Хоть твердо и уверенно сказал это Поветкин, но, когда, обсудив все вопросы, ушли Лесовых и Привезенцев, тяжкие сомнения вновь охватили его.
«Четыре километра фронта! Четыре тысячи метров! Как их удержать? Пехоту, конечно, остановим. Но танки, танки… Их же перед полком не меньше полсотни. Ну, что сделают две пушчонки? Противотанковые мины, только мины и группы истребителей танков! Самое опасное место — в районе второго батальона, у Бондаря. Но и на левом фланге местность тоже удобная для действий танков. А где неудобная? Оврагов нет. Лесов нет. Ручьишко худосочный разве удержит? Наступай в любом месте. Везде голые холмы и высоты…»
— Почта, товарищ майор, — прервал раздумья Поветкина ординарец, подавая пачку газет и письмо.
Поветкин поспешно разорвал конверт. Письмо было от друга юности капитана Петра Лужко. Прошло почти полгода, как под Воронежем Лужко был ранен, но Поветкин никак не мог свыкнуться с мыслью, что Петро инвалид, без левой ноги. Он часто, забываясь, брал телефонную трубку, чтобы позвонить во второй батальон, которым командовал Лужко, но тут же опускал руку. Командиром второго батальона был теперь не Петро Лужко, а маленький щеголеватый капитан Бондарь.

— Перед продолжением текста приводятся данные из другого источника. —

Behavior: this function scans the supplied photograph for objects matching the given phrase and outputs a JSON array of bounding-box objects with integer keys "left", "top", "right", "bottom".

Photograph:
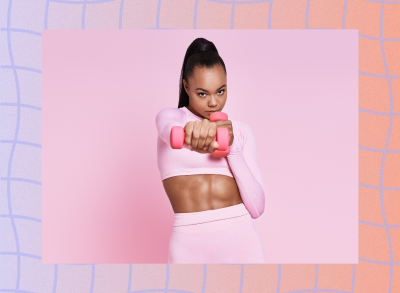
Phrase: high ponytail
[{"left": 178, "top": 38, "right": 226, "bottom": 108}]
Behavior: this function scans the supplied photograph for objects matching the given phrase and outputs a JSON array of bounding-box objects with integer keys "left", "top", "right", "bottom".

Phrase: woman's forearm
[{"left": 226, "top": 141, "right": 265, "bottom": 219}]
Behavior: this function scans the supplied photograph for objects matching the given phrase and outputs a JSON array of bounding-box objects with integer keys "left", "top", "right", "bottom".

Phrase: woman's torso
[
  {"left": 163, "top": 174, "right": 243, "bottom": 213},
  {"left": 157, "top": 107, "right": 242, "bottom": 213}
]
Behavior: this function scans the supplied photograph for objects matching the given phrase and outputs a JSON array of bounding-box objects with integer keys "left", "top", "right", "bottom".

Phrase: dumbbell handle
[{"left": 170, "top": 112, "right": 230, "bottom": 157}]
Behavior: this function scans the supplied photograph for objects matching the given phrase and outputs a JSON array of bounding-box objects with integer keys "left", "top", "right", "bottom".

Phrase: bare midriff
[{"left": 163, "top": 174, "right": 243, "bottom": 213}]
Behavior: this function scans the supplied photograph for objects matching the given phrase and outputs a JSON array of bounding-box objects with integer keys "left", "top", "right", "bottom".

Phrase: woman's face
[{"left": 183, "top": 64, "right": 227, "bottom": 119}]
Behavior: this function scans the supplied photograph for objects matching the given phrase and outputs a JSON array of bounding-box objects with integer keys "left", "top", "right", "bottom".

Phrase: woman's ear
[{"left": 183, "top": 80, "right": 189, "bottom": 95}]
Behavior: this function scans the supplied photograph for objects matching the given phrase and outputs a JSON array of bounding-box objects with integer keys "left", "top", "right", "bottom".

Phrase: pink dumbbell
[{"left": 170, "top": 112, "right": 230, "bottom": 157}]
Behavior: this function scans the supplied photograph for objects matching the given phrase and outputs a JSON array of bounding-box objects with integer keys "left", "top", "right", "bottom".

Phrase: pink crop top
[{"left": 156, "top": 107, "right": 265, "bottom": 219}]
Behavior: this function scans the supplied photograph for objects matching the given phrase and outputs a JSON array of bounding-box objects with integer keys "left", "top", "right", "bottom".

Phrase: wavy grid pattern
[{"left": 0, "top": 0, "right": 400, "bottom": 293}]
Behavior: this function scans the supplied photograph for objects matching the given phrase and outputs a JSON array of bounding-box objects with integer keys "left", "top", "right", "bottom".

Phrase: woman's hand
[{"left": 184, "top": 119, "right": 234, "bottom": 154}]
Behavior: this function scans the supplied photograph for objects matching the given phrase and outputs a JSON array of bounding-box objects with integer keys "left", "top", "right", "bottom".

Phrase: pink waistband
[{"left": 174, "top": 203, "right": 251, "bottom": 227}]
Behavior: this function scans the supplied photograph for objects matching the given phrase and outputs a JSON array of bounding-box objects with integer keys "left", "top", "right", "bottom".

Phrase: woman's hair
[{"left": 178, "top": 38, "right": 226, "bottom": 108}]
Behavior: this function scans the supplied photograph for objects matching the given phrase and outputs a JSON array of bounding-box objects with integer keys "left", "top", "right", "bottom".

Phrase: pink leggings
[{"left": 168, "top": 203, "right": 265, "bottom": 264}]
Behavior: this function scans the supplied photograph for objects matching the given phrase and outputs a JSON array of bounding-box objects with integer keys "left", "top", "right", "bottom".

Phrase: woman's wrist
[{"left": 228, "top": 139, "right": 240, "bottom": 156}]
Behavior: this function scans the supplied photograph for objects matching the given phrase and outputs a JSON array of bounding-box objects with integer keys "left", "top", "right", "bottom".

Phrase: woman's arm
[
  {"left": 226, "top": 125, "right": 265, "bottom": 219},
  {"left": 156, "top": 108, "right": 187, "bottom": 147}
]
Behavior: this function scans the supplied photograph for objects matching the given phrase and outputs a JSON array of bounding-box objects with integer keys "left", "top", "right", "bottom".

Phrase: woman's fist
[{"left": 184, "top": 119, "right": 220, "bottom": 153}]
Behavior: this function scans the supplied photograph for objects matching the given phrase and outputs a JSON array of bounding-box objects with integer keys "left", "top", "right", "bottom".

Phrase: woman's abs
[{"left": 163, "top": 174, "right": 243, "bottom": 213}]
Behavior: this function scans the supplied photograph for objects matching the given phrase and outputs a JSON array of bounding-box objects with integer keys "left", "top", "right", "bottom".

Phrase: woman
[{"left": 156, "top": 38, "right": 265, "bottom": 263}]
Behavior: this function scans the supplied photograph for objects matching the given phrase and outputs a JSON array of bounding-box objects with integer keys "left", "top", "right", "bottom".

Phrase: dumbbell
[{"left": 170, "top": 112, "right": 230, "bottom": 157}]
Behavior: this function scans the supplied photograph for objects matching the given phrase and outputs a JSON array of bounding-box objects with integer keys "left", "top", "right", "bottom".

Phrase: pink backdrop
[{"left": 42, "top": 30, "right": 358, "bottom": 264}]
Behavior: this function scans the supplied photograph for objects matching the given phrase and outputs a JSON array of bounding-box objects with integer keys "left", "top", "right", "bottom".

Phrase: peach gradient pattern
[{"left": 0, "top": 0, "right": 400, "bottom": 293}]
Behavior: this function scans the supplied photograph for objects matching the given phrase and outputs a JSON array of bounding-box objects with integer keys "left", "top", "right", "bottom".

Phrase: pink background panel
[{"left": 42, "top": 30, "right": 358, "bottom": 264}]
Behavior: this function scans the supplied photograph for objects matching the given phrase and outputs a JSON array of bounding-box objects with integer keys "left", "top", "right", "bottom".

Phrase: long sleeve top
[{"left": 155, "top": 107, "right": 265, "bottom": 219}]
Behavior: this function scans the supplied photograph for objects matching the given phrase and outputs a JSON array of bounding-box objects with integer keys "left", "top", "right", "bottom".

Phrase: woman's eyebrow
[{"left": 196, "top": 84, "right": 226, "bottom": 92}]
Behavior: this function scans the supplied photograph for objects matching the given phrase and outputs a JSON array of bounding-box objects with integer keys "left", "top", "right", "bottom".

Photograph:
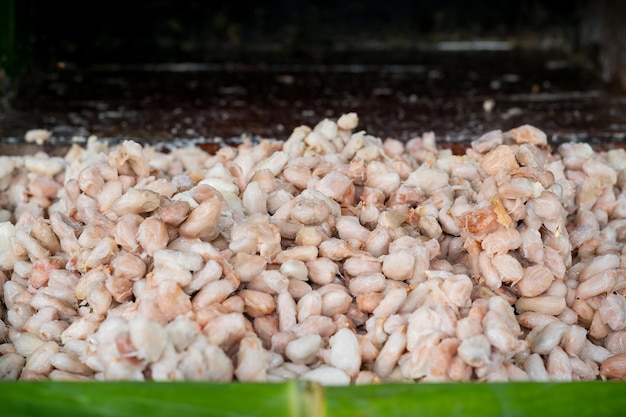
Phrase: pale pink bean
[{"left": 576, "top": 270, "right": 617, "bottom": 300}]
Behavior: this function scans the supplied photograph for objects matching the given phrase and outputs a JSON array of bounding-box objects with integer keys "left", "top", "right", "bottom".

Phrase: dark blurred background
[{"left": 0, "top": 0, "right": 626, "bottom": 148}]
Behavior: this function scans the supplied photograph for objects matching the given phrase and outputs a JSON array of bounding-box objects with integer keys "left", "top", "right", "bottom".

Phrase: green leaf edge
[{"left": 0, "top": 381, "right": 626, "bottom": 417}]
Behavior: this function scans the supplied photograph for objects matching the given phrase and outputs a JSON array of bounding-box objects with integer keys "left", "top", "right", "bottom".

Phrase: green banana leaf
[{"left": 0, "top": 381, "right": 626, "bottom": 417}]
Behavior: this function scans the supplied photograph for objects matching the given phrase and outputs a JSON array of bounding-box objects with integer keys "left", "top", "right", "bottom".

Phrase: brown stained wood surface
[{"left": 0, "top": 51, "right": 626, "bottom": 154}]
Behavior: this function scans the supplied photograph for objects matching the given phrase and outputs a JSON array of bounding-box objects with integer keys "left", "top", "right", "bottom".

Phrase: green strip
[
  {"left": 0, "top": 381, "right": 626, "bottom": 417},
  {"left": 324, "top": 382, "right": 626, "bottom": 417},
  {"left": 0, "top": 382, "right": 298, "bottom": 417}
]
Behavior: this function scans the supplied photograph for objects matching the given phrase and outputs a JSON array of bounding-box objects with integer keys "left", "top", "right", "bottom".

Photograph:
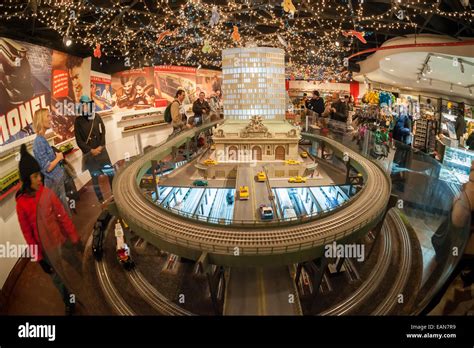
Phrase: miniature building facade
[
  {"left": 222, "top": 47, "right": 286, "bottom": 121},
  {"left": 212, "top": 47, "right": 300, "bottom": 163}
]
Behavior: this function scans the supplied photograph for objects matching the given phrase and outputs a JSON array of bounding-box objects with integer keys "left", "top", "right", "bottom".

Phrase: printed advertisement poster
[
  {"left": 91, "top": 71, "right": 112, "bottom": 111},
  {"left": 196, "top": 69, "right": 222, "bottom": 98},
  {"left": 112, "top": 67, "right": 155, "bottom": 110},
  {"left": 0, "top": 38, "right": 52, "bottom": 147},
  {"left": 51, "top": 51, "right": 91, "bottom": 144},
  {"left": 155, "top": 65, "right": 197, "bottom": 107}
]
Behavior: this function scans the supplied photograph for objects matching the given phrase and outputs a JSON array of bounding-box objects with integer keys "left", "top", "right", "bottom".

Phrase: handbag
[{"left": 82, "top": 117, "right": 95, "bottom": 172}]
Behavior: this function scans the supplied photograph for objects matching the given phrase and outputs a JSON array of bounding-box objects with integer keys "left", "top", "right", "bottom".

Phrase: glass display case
[{"left": 440, "top": 147, "right": 474, "bottom": 184}]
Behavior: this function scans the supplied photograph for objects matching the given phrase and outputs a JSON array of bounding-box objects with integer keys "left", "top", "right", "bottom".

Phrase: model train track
[
  {"left": 320, "top": 209, "right": 412, "bottom": 315},
  {"left": 320, "top": 209, "right": 393, "bottom": 315},
  {"left": 127, "top": 268, "right": 193, "bottom": 315},
  {"left": 113, "top": 122, "right": 391, "bottom": 266},
  {"left": 95, "top": 260, "right": 135, "bottom": 315},
  {"left": 372, "top": 209, "right": 412, "bottom": 315}
]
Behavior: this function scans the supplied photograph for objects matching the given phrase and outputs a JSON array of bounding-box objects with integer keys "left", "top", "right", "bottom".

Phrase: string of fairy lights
[{"left": 0, "top": 0, "right": 474, "bottom": 81}]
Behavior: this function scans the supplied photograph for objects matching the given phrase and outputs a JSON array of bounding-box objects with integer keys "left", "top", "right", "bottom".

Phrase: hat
[{"left": 18, "top": 144, "right": 41, "bottom": 182}]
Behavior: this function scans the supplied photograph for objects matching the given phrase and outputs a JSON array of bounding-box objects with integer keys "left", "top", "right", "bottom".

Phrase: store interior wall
[{"left": 0, "top": 114, "right": 171, "bottom": 287}]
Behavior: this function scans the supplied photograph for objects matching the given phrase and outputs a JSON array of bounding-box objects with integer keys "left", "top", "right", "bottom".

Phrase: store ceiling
[
  {"left": 380, "top": 52, "right": 474, "bottom": 89},
  {"left": 355, "top": 37, "right": 474, "bottom": 100},
  {"left": 0, "top": 0, "right": 474, "bottom": 80}
]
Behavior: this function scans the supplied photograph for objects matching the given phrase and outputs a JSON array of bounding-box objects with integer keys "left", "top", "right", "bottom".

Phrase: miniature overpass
[{"left": 110, "top": 121, "right": 391, "bottom": 266}]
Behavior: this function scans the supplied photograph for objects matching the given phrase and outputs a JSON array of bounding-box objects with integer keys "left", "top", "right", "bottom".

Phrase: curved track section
[
  {"left": 113, "top": 123, "right": 391, "bottom": 266},
  {"left": 320, "top": 209, "right": 412, "bottom": 315},
  {"left": 95, "top": 260, "right": 135, "bottom": 315},
  {"left": 372, "top": 209, "right": 413, "bottom": 315},
  {"left": 127, "top": 268, "right": 193, "bottom": 316}
]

Петро сообщал, что он сразу же, как приехал в Москву, целый месяц ходил по разным учреждениям, пытаясь хоть что-то узнать о судьбе Нины Найденовой, и ничего не добился. Было известно только, что Нина за месяц до войны уехала в командировку в Брянск, имея задание оттуда поехать в Орел. Никаких других сведений о Нине ни в одном учреждении не было. Все это Поветкин давно знал. Первый год войны он мучительно переживал, но все еще надеялся, что Нина успела эвакуироваться. Но пошел второй год войны, а о Нине не было никаких вестей. В горячке событий боль потери любимой девушки начала было утихать. Теперь Лужко снова разбередил старую рану.
Прислонясь к холодной стене землянки, Поветкин закрыл глаза. Как в тяжелом сне, замелькали отрывочные, бессвязные воспоминания.

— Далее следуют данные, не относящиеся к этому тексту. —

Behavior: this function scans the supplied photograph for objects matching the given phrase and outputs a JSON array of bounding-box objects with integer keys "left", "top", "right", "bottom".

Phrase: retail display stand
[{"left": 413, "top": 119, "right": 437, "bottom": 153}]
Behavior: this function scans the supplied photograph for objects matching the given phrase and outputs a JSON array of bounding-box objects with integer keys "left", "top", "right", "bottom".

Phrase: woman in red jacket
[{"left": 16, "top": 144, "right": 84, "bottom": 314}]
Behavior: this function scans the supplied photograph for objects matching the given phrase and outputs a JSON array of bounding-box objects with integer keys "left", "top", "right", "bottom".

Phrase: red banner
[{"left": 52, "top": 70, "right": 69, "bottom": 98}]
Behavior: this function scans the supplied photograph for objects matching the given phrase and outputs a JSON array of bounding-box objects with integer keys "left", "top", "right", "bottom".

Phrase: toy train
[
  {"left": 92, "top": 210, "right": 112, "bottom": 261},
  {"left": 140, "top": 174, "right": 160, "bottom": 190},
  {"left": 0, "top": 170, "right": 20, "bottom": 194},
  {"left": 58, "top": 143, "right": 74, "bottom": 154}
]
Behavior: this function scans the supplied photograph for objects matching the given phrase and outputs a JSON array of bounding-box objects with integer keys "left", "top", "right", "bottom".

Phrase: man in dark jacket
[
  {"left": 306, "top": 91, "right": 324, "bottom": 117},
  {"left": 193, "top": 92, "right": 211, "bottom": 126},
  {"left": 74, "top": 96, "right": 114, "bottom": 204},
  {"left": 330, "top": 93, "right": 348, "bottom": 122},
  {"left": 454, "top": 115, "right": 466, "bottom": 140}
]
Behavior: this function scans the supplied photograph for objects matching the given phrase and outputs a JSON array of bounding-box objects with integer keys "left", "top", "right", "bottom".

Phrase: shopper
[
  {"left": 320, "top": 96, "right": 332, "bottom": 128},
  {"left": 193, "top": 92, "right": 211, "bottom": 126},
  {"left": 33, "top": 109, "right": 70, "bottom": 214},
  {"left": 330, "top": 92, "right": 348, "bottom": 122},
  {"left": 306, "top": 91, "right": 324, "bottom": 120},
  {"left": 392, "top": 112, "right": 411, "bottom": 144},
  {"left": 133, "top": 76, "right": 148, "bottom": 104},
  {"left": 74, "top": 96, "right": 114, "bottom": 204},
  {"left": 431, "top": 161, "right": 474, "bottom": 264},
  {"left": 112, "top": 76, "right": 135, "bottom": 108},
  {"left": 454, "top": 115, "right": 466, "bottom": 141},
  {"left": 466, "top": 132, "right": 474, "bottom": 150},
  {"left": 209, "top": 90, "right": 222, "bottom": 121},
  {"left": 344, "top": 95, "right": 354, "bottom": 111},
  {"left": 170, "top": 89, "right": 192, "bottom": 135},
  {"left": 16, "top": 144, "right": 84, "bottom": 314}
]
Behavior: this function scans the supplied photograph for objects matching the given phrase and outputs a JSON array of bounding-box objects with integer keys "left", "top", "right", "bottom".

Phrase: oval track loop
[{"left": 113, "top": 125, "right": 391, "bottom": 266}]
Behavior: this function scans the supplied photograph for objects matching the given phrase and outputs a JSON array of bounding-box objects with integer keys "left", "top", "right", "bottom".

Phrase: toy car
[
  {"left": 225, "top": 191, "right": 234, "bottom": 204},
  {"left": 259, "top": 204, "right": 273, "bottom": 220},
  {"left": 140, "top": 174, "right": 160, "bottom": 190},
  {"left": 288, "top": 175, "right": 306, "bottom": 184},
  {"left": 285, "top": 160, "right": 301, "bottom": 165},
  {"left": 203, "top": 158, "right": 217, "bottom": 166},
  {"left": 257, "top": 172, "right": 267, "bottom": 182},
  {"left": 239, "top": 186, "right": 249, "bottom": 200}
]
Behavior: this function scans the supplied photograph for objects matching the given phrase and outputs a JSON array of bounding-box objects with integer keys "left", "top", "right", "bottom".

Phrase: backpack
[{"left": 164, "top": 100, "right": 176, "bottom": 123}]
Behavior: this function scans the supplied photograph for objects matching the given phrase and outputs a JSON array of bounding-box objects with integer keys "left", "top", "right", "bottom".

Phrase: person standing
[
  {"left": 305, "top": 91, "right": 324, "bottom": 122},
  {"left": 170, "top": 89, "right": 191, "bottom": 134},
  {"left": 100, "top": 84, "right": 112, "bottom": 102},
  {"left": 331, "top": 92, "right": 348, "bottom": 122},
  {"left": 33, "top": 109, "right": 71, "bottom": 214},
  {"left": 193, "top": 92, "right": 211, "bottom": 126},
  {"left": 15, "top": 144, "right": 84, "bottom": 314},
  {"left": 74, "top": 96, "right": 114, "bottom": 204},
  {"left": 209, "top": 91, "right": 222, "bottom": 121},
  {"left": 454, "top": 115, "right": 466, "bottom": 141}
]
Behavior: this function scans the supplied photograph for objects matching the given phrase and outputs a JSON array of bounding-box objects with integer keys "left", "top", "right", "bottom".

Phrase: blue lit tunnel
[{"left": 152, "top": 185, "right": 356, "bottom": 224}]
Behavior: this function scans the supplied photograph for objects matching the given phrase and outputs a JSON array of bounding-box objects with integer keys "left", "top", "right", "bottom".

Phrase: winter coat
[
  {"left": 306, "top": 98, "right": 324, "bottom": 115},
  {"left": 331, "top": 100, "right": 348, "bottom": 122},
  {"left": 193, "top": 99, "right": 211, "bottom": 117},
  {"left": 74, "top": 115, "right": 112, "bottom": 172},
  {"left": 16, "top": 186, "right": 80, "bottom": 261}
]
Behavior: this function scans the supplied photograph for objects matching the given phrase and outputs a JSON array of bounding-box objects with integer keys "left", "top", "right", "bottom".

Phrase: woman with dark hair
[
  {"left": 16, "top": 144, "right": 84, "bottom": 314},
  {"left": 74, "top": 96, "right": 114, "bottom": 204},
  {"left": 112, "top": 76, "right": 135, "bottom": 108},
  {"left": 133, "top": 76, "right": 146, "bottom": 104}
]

…Худенькая, в длинной, до колен, рваной кофте, босоногая девчушка лет семи тревожно озирается в окружении детдомовских ребят и с жадной нежностью прижимает к груди какое-то жалкое подобие куклы. У нее нет ни родных, ни близких. У нее нет даже фамилии. И детдомовцы общим хором назвали ее — Найденова Нина…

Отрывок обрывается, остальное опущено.